IR Optimizer Passes¶

The converter runs a lightweight, IR-only optimization sweep after lowering and before serialization. Passes must be structure-only (no op-specific math) and safe across onnx_ir variants. This guide documents the current canon and the invariants each pass must respect.

Pipeline Placement¶

The optimizer runs as Step 2 in the conversion pipeline (see architecture.md):

Build raw IR (to_onnx)
optimize_graph ← runs here
Late attribute overrides
Shape inference (no-op currently)
Finalize shapes
Return from conversion_api
Post-process (shape loosening, export prep)

This placement ensures: - Optimization sees the raw, unpatched graph for maximum benefit. - Late overrides only patch nodes that survived optimization. - Shape finalization operates on an already-optimized graph.

Transpose Pair Folding¶

Pattern Transpose → [pure elementwise]* → Transpose

Condition The composed permutation of the Transpose nodes equals identity.

Allowed middle ops Elementwise operators that do not reorder elements, including: Relu, Gelu, Elu, Sigmoid, Tanh, LeakyRelu, Cast, CastLike, Identity, Not, etc.

Not folded Anything that crosses non-elementwise operators such as AveragePool, Conv, or similar layout-sensitive ops.

Matching heuristics¶

Follow the true consumer chain by name or object identity (some onnx_ir builds wrap/rename Value objects).
Skip helper nodes on side branches (Const, Shape, etc.) that do not consume the current tensor.
Require single consumer at each hop (no branching rewires).
Read permutations from the perm attribute when available.
When perm is missing, treat the pair as cancellable only if the input and output shapes match and the middle segment is strictly elementwise.

Rewiring and deletion¶

onnx_ir.Node.inputs may be immutable; use Node.replace_input_with(index: int, value: Value) when provided by the backend.
Rewire all consumers of the second transpose’s output (by name or object) to the kept tensor.
Update graph/model outputs and the var→value map so no reference points at removed nodes.
Delete nodes in reverse order (second transpose first), maintaining any live list mirrors (graph.nodes, graph._nodes, etc.).

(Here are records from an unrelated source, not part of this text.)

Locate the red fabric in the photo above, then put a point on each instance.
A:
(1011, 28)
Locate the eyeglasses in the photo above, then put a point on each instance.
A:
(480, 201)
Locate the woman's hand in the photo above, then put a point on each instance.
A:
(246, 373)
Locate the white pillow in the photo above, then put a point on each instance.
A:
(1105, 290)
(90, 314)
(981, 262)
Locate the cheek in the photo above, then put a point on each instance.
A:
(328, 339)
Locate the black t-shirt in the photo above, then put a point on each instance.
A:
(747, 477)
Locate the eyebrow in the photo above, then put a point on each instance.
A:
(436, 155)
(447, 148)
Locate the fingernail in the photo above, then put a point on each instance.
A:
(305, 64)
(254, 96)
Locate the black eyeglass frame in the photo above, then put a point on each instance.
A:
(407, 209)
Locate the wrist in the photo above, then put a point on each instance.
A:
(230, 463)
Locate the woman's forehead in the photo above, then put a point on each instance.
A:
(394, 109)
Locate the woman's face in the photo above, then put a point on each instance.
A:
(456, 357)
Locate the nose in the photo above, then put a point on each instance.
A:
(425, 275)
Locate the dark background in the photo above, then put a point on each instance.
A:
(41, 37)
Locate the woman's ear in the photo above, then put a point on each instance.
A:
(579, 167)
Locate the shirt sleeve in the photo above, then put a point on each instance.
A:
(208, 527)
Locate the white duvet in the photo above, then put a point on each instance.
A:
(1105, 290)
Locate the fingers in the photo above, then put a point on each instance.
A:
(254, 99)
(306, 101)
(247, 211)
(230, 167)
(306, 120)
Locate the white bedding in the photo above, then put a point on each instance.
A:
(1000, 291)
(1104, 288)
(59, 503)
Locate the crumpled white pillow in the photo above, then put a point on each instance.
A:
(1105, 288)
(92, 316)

This pass is intentionally conservative, portable across onnx_ir variants, and oblivious to specific operator semantics.

Identity Reshape Removal¶

Pattern Reshape(x, shape) where shape is a constant that exactly matches x’s known dimensions.

Condition - The shape input is a constant tensor with no -1 or 0 entries. - Every dimension of x is statically known and equal to the requested target. - Output metadata (if present) already reflects the same shape.

Effect Rewire consumers of the Reshape output directly to the input and drop the node. Any now-unused shape initializers are left for later dead-code removal passes.

This trims redundant layout annotations generated by higher-level conversions (e.g., Equinox attention blocks) without touching dynamic reshape cases.

Redundant Cast Removal¶

Patterns 1. Cast(x, to=T) where x already has dtype T. 2. Cast(x, to=T) → Cast(y, to=S) where S equals the original dtype of x.

Effect The Cast node(s) are removed and consumers are rewired to the original input x, assuming the net effect on dtype is identity.

Reshape Pair Folding¶

Pattern Reshape(A) → [elementwise]* → Reshape(B)

Condition - The allowed elementwise ops are the same as in Transpose folding (shape-preserving). - The input shape of the first Reshape matches the output shape of the second Reshape.

Effect Both Reshape nodes are removed. The elementwise ops are rewired to consume A directly, and the consumers of B are rewired to the output of the last elementwise op. This eliminates redundant flatten/unflatten pairs often emitted by high-level frameworks.

Authoring new passes¶

Keep logic IR-only—never import ONNX protobuf utilities.
Verify mutations persist across in the graph (graph).
Use graph directly as a node container.
Avoid creating unnecessary helper functions. Prefer builtin IR methods instead.
Add focused regression tests under tests/extra_tests/framework/.
Document the new rule here and reference the guide from architecture.md.